With "Nightmare on Elm Street" and the character of Freddy Krueger, director Wes Craven created not only a classic of the horror genre in 1984, but also an icon of 80s and 90s pop culture. After six sequels, a TV series and a shared screen appearance with slasher buddy Jason Vorhees from the "Friday the 13th," films, the "Nightmare" franchise is one of the most successful series of the subject. Now producer Michael Bay, who has successfully remade such classics as "Texas Chainsaw Massacre" and "Friday the 13th," with his company Platinum Dunes, has teamed up with commercial and music video director Samuel Bayer, who makes his feature debut here, to bring Wes Craven's cult film into the new millennium as well.

The story is virtually identical to that of the 1984 original, save for a few minor details: not only do Nancy, Kris, Quentin, Jesse and Dean have in common that they all live on Elm Street. The teenagers are also linked by gruesome nightmares that haunt them night after night. In them, they are always chased by a creepy man with a horribly disfigured face, a knife glove and a red and green striped sweater. When one of their friends is brutally murdered, the surviving teens of Elm Street realize they are only safe if they stay awake. And so it is now a matter of fighting against fatigue and to get on the trail of the mystery, why they are haunted by the dream killer, the cruel Freddy Krueger.

The biggest change from the previous "Nightmare" films is, of course, that no longer Robert Englund in the role of Freddy Krueger to see. For fans of the series an absolute bad news, but the character Krueger is almost inseparable from the actor. But Jackie Earle Haley, who most recently thrilled as Rorschach in "Watchmen", masters the difficult task of following in Englund's footsteps quite brilliantly - even if his burn make-up, which is a little too concerned with authenticity, comes too much at the expense of the fantastic element of the story. But does a good leading actor automatically make the film a successful remake?

Isn't a remake actually only meaningful and also to be considered successful if it reinterprets an already existing material, modernizes it and thus makes something of its own out of it?

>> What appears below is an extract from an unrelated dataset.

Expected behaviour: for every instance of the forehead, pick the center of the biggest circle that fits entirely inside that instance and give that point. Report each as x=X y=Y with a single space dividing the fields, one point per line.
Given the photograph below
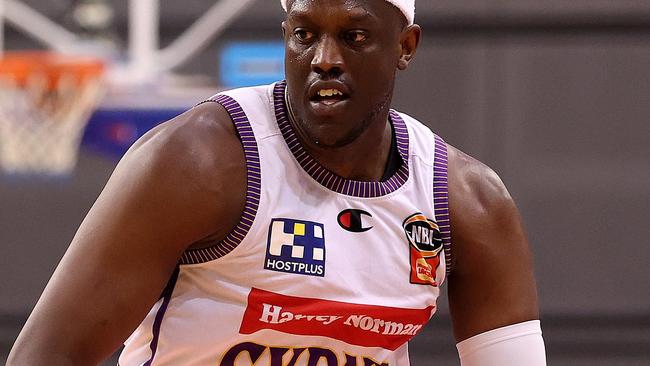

Basically, Samuel Bayer's "A Nightmare on Elm Street" already tries to do that, in that the familiar story has been recognizably altered for connoisseurs of the original. But unfortunately, this has not been done for the better. Rather, this film, like so many contemporary horror films, commits the mistake of trying to explain too much. Because when it is explained down to the smallest detail, any creepiness, no matter how well established, almost completely disappears. Moreover, the sometimes already quite decent shock effects are completely watered down with sledgehammer sound effects. Subtle horror, which can work not only in the short term, but also in the long term much more intense, is for the makers of the 2010 "Nightmare on Elm Street" apparently a foreign word.

It becomes really annoying, however, when some scenes from the original that have become cult moments are taken over 1:1, but apparently only to show the fans of Wes Craven's masterpiece that the makers of the remake also know the original. This is most evident, for example, in the scene where Nancy sees her dead friend in a body bag in the school hallway. In the original a great and really scary scene, here just an almost embarrassing and extremely cheap shock effect.

Detached from the original, this Michael Bay production also has its moments and certainly satisfies the rather youthful target audience, who know the 1984 original at most because Johnny Depp had his first cinema appearance here, on the whole. But from an artistic standpoint, this purely commercial and unfortunately completely unoriginal (which just can't be said of Wes Craven's film) work represents another major disappointment in the horror genre.